O senhor Coruja, morador do velho ipê roxo, num acesso de fúria, atirou contra um grupo de jovens que estavam reunidos perto de sua árvore e veio a matar um deles, um dos filhos do meio do Sr. Hiena; além de deixar também mais dois feridos, dois jovens macacos de duas famílias conhecidas e respeitadas de macacos. O Sr. Coruja após o ocorrido entregou-se ao delegado da floresta, o Sr. Leão. Este, soltando fogo pelas ventas de raiva e indignação por tamanha atrocidade, quase devorou o Sr. Coruja quando ele disse que só falaria alguma coisa a respeito do crime na presença do seu advogado.
Se tudo dependesse do leão, se ele fosse mesmo o rei da floresta, coitado do Sr. Coruja. Cá para nós, todo mundo sabe que o Sr. Leão é velho conhecido do Sr. Hiena,o pai do morto, e até dizem que ambos foram ou ainda estão envolvidos em negócios suspeitos, deixemos quieto este assunto, o fato é que o Sr. Coruja deve dar graças a Deus que um animal qualquer inventou direitos e leis, pois se não fosse isso, “era uma vez” uma pobre coruja.

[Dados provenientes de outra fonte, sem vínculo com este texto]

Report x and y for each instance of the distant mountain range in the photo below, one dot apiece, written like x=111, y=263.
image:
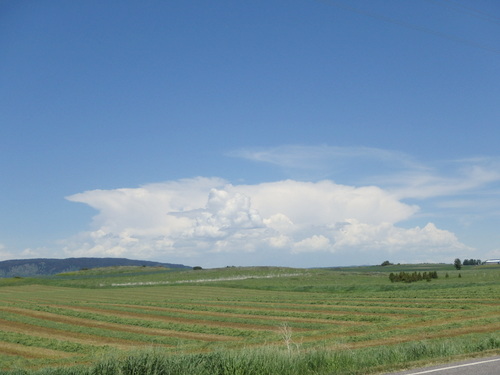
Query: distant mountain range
x=42, y=266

Graças a liberdade de expressão e também a algum dinheiro que eu trazia no bolso, consegui ter acesso aos bastidores deste caso. Sabemos que muitos funcionários da lei são ratos facilmente corruptíveis. Nenhum repórter da concorrência foi testemunha ocular do que se passou na delegacia como eu fui, então, com exclusividade relato-vos agora todos os pormenores deste caso intrigante.
O delegado rugia ameaçador andando de um lado para outro, vomitando ameaças para o Sr. Coruja. O leão por natureza gigantesco em comparação com a coruja, e todos os outros animais de pequeno porte, parecia ainda maior. O tatu, que era o escrivão na delegacia, tinha muito medo do chefe quando este ficava nervoso desta forma e tremia tanto que cheguei a pensar, em dado momento, que ele teria um ataque cardíaco a qualquer instante. A coruja, pobrezinha, estava de cabeça baixa e totalmente descorada. Qualquer um notava que ela lamentava muito o que havia feito. Porém, não impressionava nem um pouco o colérico leão, que repetia a todo tempo aos berros: “Não vou me deixar levar pelas aparências! Conheço animais deste tipo, são uma corja de sonsos!”
Não me parecia que a coruja fingia. Parecia-me mais que ela estava profundamente  envergonhada. Não tinha medo. Definitivamente não era o medo que a fazia permanecer de cabeça baixa enquanto ouvia todos os impropérios deste mundo. Sentia apenas vergonha por ter difamado o bom nome de todas as famílias de corujas da floresta e o seu próprio. Bem no átimo de tempo enquanto eu fazia estas anotações e pensava na linha tênue que separa um animal de respeito de um criminoso, chegou na delegacia o Sr. Raposa, advogado da família do Sr. Coruja. Cá para nós, esta família, a das raposas, é uma família que contém um número enorme de malfeitores em suas fileiras, mas, mesmo assim, sempre costumam posar como grande defensores da lei.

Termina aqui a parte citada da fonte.